The web browser option provides basic functionality to anyone with internet access, including visualisation and drag-and-drop interaction.

The Max patch allows any hardware device (such as a MIDI fader box, or environmental sensor) or MIDI-enabled software to update or respond to the data pool in real-time.

Development Status

The system has been developed to a proof-of-concept stage. The candidate technologies have been selected and tested.

During a recent performance in Birmingham, an assistant in London was able to view the position of our MIDI faders in a web browser in real-time. The assistant was asked to send data back to us in Birmingham, which our systems reacted to immediately with minimal latency. Audience members were also able to witness a live visualisation of the live performance in web browsers on WiFi-equipped laptops during the performance.

Due to the complexity of the internet, reliability and latency are an issue.
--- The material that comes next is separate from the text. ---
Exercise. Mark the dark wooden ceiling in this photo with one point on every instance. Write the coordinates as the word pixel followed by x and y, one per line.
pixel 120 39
However, early tests have proven the system to be surprisingly usable. I have tried accessing the system in numerous places in Birmingham including several university campusses and web cafes. In all locations, the system was very responsive indeed. You would not think that the data from a slider in a Max patch on one computer was being sent hundreds, if not thousands of miles, to a web browser in another computer sat on the next table.

Although the robustness of the system has by far exeded expectations, I am continuing to find ways of providing a safety net. I would not shy away from using this system in a real performance, however the very nature of the internet will ensure that I always implement a contingency plan.

After speaking to participants at the E-Science Workshops I was recently involved in, I have decided to develop this system into a fully featured web application. As soon as the data pool expands, finding relevant data sources will become an issue. For this reason, a tagging system similar to that used by Flickr and del.icio.us will be built in at an early stage.